Commits on Apr 2, 2020

  1. Call "Class#new" over rb_class_new_instance in decoding

    This patch has almost no change in behaviour where users have not
    patched the implementation of new on either a specific proto object
    class, or `Google::Protobuf::MessageExts::ClassMethods`. The default
    implementation of `new`, and `rb_class_new_instance` have the same
    behaviour.
    
    By default when we call `new` on a class in Ruby, it goes to the `Class`
    class's implementation:
    
    ```ruby
    class Foo
    end
    
    >> Foo.method(:new).owner
    => Class
    ```
    
    the `Class` implementation of `new` is (pseudocode, it's actually in c):
    
    ```ruby
    class Class
      def new(*args, &blk)
        instance = alloc
        instance.initialize(*args, &blk)
        instance
      end
    end
    ```
    
    `rb_class_new_instance` does the same thing, it calls down to
    [`rb_class_s_new`](https://github.com/ruby/ruby/blob/v2_5_5/object.c#L2147),
    which calls `rb_class_alloc`, then `rb_obj_call_init`.
    
    `rb_funcall` is a variadic c function for calling a ruby method on an object,
    it takes:
    
    * A `VALUE` on to which the method should be called
    * An `ID` which should be an ID of a method, usually created with `rb_intern`,
      to get an ID from a string
    * An integer, the number of arguments calling the  method with,
    * A number of `VALUE`s, to send to the method call.
    
    `rb_funcall` is the same as calling a method directly in Ruby, and will perform
    ancestor chain respecting method lookup.
    
    This means that in C extensions, if nobody has defined the `new` method on any
    classes or modules in a class's inheritance chain calling
    `rb_class_new_instance` is the same as calling `rb_funcall(klass,
    rb_intern("new"))`, *however* this removes the ability for users to define or
    monkey patch their own constructors in to the objects created by the C
    extension.
    
    In Ads, we define [`new`](https://git.io/JvFC9) on
    `Google::Protobuf::MessageExts::ClassMethods` to allow us to insert a
    monkeypatch which makes it possible to assign primitive values to wrapper type
    fields (e.g.
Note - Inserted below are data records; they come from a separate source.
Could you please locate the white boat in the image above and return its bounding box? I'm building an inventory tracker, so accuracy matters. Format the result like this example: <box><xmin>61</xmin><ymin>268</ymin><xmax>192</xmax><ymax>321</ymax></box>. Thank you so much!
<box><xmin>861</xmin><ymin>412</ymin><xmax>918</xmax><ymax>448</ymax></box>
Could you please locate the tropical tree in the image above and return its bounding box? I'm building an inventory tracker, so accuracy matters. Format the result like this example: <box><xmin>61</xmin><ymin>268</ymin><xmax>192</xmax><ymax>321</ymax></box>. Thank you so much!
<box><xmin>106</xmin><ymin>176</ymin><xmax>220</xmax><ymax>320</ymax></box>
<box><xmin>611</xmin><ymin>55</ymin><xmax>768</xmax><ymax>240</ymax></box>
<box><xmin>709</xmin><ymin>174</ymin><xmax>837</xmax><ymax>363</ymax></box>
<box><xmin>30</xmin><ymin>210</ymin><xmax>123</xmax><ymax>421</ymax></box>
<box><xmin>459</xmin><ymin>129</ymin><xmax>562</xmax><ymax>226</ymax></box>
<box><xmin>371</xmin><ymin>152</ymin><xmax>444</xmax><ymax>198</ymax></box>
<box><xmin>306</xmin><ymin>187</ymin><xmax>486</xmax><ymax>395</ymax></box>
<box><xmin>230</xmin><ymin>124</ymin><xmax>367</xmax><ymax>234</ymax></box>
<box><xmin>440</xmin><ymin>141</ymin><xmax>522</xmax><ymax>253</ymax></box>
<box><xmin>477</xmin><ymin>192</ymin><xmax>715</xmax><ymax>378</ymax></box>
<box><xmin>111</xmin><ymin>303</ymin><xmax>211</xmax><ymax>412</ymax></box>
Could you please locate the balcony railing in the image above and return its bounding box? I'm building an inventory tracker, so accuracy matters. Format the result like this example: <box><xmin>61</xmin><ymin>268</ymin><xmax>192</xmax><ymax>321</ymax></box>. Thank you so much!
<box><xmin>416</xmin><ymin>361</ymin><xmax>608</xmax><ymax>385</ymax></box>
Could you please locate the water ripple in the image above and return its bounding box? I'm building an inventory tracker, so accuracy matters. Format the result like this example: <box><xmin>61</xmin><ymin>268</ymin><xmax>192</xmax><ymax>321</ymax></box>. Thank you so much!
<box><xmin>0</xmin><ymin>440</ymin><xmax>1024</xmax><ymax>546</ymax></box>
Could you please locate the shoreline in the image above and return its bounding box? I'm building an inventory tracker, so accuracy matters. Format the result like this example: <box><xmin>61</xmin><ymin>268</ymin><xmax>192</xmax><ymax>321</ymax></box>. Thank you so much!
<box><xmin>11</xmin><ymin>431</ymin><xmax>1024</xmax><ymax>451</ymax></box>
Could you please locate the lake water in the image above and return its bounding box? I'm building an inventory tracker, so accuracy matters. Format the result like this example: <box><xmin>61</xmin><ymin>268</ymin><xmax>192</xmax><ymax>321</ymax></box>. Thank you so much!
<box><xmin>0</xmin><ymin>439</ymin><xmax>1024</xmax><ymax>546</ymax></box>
Google::Protobuf::StringValue). The monkeypatch we apply works for
    objects that we create for the user via the `new` method. Before this commit,
    however, the patch does not work for the `decode` method, for the reasons
    outlined above. Before this commit, protobuf uses `rb_class_new_instance`.
    
    After this commit, we use `rb_funcall(klass, rb_intern("new"), 0);` to construct
    protobuf objects during decoding. While I haven't measured it this will have
    a very minor performance impact for decoding (`rb_funcall` will have to go to the
    method cache, which `rb_class_new_instance` will not). This does however do
    the "more rubyish" thing of respecting the protobuf object's inheritance chain
    to construct them during decoding.
    
    I have run both Ads and Cloud's test suites for Ruby libraries against this
    patch, as well as the protobuf Ruby gem's test suite locally.